Hello,
I have some column annotations in a heatmap (generated with pheatmap), which correspond to species that i want to be in italics.
I have read through the pheatmap documentation and I can't find anything. I have also tried to find and adapt solutions online (for example), but most tutorials and posts refer to italicising the row or column names, not the annotations in the legend. I have tried to apply some of these techniques to my script but with no luck.
Is anyone able to suggest a solution? I have seen lots of posts about complex heatmaps, but from what I can work out it is not so easy to do with that either. Surely having species or genes in the annotations, which should technically be italicised, is common?
Here is what I have so far:
#Create a list containing the colours we want to use for the annotations.
ann_colours = list(
Race= c("Race 1" = "orange2", "Race 4" = "blue"),
"Forma_specialis" = c("apii" = "lightskyblue", "cepae" = "purple", "conglutinans" = "orange", "coriandrii" = "pink", "cubense" = "khaki1", "lactucae" = "green3", "lini" = "indianred", "lycopersici" = "red", "matthiolae" = "blue", "narcissus" = "yellow", "niveum" = "brown", "rapae" = "dark green", "rocket" = "light green", "vasinfectum" = "greenyellow", "non-pathogenic" = "black"),
newnames_rows <- lapply(
colnames(HeatmapData_Binary),
function(x) bquote(italic(.(x)))) #This works perfectly for the rows of course - but it's not what I need!
#Try to apply to the annotations
newnames <- lapply(
list(ann_colours),
function(x) bquote(italic(.(x))))
If I print newnames:
italic(list(Race = c(`Race 1` = "orange2", `Race 4` = "blue"),
Forma_specialis = c(apii = "lightskyblue", cepae = "purple",
conglutinans = "orange", coriandrii = "pink", cubense = "khaki1",
lactucae = "green3", lini = "indianred", lycopersici = "red",
matthiolae = "blue", narcissus = "yellow", niveum = "brown",
rapae = "dark green", rocket = "light green", vasinfectum = "greenyellow",
`non-pathogenic` = "black"), Lactucae_Distribution = c(`Race 1 Specific` = "tan1",
`Race 4 Specific` = "skyblue3", Shared = "green", `Not Race Specific` = "grey"
)))
I imagine the issue is because I am not trying to italicise the information in the df, but instead the 'ann_colours' list?

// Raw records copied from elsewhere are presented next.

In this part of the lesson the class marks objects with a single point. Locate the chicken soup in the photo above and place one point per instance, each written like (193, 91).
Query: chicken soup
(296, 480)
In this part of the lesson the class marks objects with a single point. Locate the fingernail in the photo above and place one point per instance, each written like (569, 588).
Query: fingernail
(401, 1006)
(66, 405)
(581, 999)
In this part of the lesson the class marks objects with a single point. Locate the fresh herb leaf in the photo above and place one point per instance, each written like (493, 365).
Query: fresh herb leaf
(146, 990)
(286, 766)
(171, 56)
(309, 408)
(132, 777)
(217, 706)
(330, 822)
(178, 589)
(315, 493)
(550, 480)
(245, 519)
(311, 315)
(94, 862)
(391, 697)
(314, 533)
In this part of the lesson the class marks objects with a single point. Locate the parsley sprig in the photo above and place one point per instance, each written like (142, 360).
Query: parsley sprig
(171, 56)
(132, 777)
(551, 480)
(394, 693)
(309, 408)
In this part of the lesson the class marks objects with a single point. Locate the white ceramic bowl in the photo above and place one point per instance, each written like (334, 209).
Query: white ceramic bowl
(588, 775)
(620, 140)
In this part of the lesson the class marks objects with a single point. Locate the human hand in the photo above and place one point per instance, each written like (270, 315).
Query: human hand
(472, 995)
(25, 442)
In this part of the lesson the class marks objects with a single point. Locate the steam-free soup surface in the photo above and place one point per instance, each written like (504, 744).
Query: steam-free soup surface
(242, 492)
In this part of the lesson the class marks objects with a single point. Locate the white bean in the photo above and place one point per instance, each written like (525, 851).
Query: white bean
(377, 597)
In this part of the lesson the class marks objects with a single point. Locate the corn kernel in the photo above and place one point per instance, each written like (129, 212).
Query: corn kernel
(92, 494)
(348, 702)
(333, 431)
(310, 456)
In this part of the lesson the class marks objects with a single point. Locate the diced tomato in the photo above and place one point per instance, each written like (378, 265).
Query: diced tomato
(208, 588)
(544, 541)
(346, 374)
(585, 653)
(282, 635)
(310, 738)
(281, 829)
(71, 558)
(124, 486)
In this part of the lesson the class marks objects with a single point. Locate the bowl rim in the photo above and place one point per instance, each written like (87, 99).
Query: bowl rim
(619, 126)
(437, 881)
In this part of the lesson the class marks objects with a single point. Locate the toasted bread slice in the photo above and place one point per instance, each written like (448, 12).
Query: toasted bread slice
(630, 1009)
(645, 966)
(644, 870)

Here is my pheatmap script:
HeatmapData_Binary %>%
pheatmap(color = colorRampPalette(c("grey90", "firebrick"))(2),
legend = T,
legend_breaks = c(0.75, 0.25),
legend_labels = c("Present", "Absent"),
drop_levels = F,
cluster_rows = CEC_Clustering,
cluster_cols = Fsp_Clustering,
cellheight = 5.5,
cellwidth = 60,
annotation_row = RowAnnotations,
annotation_col = ColAnnotations,
annotation_colors = newnames,
fontsize_row = 2.5,
fontsize = 24,
treeheight_row = 10,
angle_col = 90,
cutree_cols = 14,
show_rownames = F,
na_col = "white",
border_color = "grey90",
labels_col = Isolist,
filename = "./FolaEffectorsHeatmap-Draft1.pdf",
height = 30,
width = 25)
Pheatmap which does not contain italicised annotations:
I am so close to having this figure finished! This has been plaguing me for days! Please help!
Thank you, Jamie!
I might be the party pooper but I generally think that these sorts of aesthetics should be done later in something like Inkscape. In R do the figure, in appropriate dimensions and font size and then do everything to make it look publication-ready later. No need to waste time trying to code up everything in R. You're producing dozens or hundreds of plots during a project, and only a few percent will make the paper, not worth losing too much time doing the beauty work on plots that will never again see any daylight.
@ATpoint Very true! I'm not so familiar with many image editing software and I wonder if it will be just as quick for me to try in R, but I think for some of the stuff I want to achieve with this figure that will be the best bet! Thank you (:
Inkscape you learn in a day, for basic image and figure manipulation it's really simple and a good skill to have. Highly recommended.